Some botanists have not recognized Oldenlandia, but have placed some or all of its species in a broadly defined Hedyotis. More recently, the circumscription of Hedyotis has been narrowed to a monophyletic group of about 115 species and no longer includes Oldenlandia. The genus Oldenlandia, as presently defined, is several times polyphyletic and will eventually be reduced to a group of species closely related to the type species. This group, known informally as Oldenlandia sensu stricto, is sister to a section of Kohautia that will eventually be separated from Kohautia and named as a new genus.

==Selected species==
164 species are accepted. Selected species include:

- Oldenlandia adscensionis (DC.) Cronk (extinct: 1889)

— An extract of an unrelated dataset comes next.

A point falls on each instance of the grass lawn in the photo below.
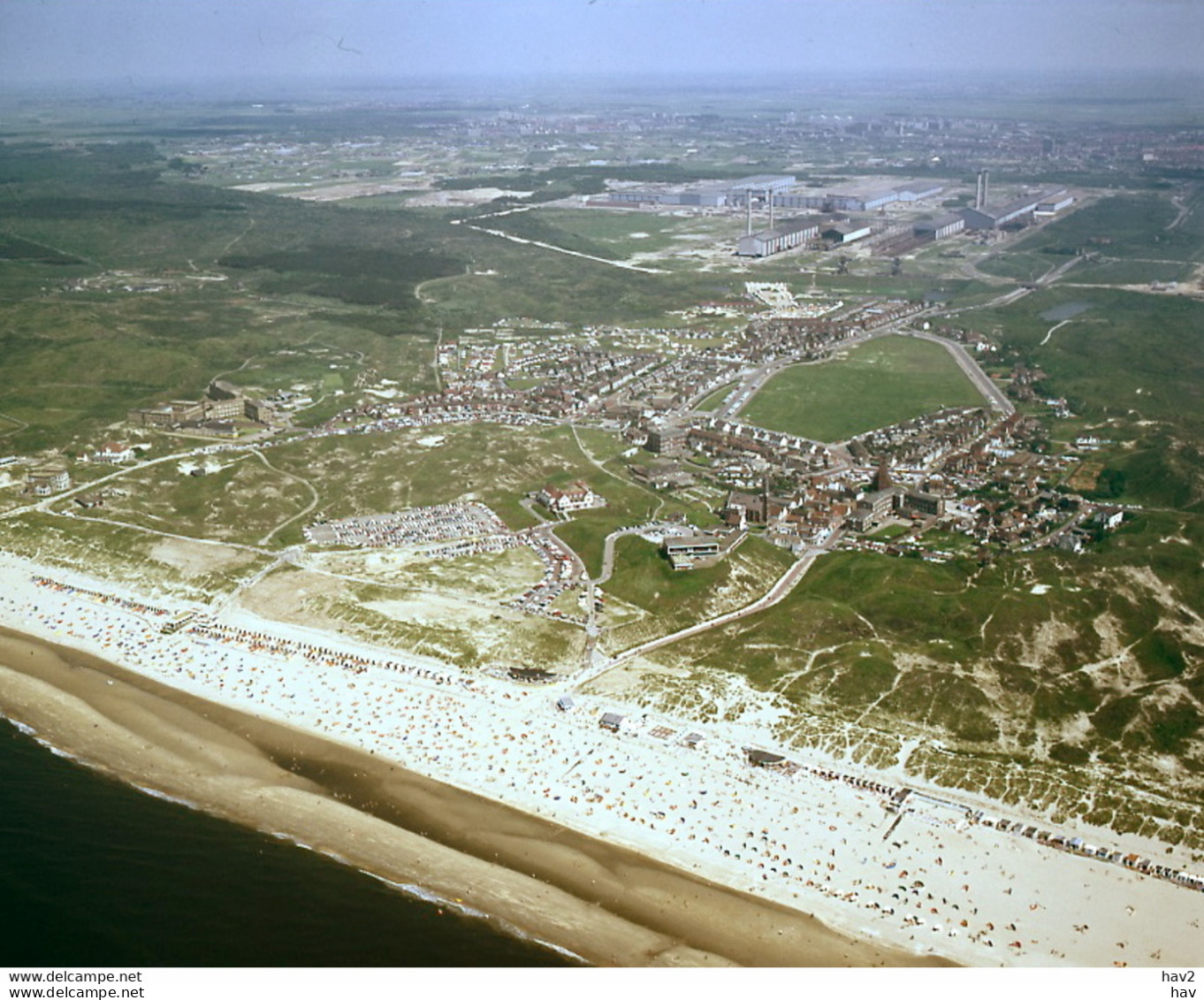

- Oldenlandia aegialodes Bremek.
- Oldenlandia affinis (Roem. & Schult.) DC.
- Oldenlandia albonervia (Beddome) Gamble
- Oldenlandia aretioides Vierh.
- Oldenlandia balfourii Bremek.
- Oldenlandia bicornuta (Balf.f.) Bremek.

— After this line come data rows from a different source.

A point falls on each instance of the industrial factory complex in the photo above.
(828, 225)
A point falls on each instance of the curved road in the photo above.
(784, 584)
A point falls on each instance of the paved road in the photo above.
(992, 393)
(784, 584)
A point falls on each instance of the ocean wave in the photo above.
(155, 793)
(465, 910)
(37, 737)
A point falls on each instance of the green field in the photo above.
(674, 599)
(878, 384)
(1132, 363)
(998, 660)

- Oldenlandia cana Bremek.
- Oldenlandia capensis L.f.
- Oldenlandia cornata Craib
- Oldenlandia corymbosa L.
- Oldenlandia forcipistipula Verdc.
- Oldenlandia lanceolata Craib
- Oldenlandia microtheca (Cham. & Schltdl.) DC.
- Oldenlandia ocellata Bremek.
- Oldenlandia oxycoccoides Bremek.
- Oldenlandia patula Bremek.
- Oldenlandia pulvinata (Balf.f.) Vierh.
- Oldenlandia sieberi Baker
  - Oldenlandia sieberi var. congesta (Balf.f. ex Baker) Balf.f.
  - Oldenlandia sieberi var. sieberi (extinct)
- Oldenlandia umbellata L.
- Oldenlandia uvinsae Verdc.
- Oldenlandia vasudevanii Soumya & Maya

===Formerly placed here===
- Scleromitrion diffusum (Willd.) R.J.Wang (as Oldenlandia diffusa (Willd.) Roxb.)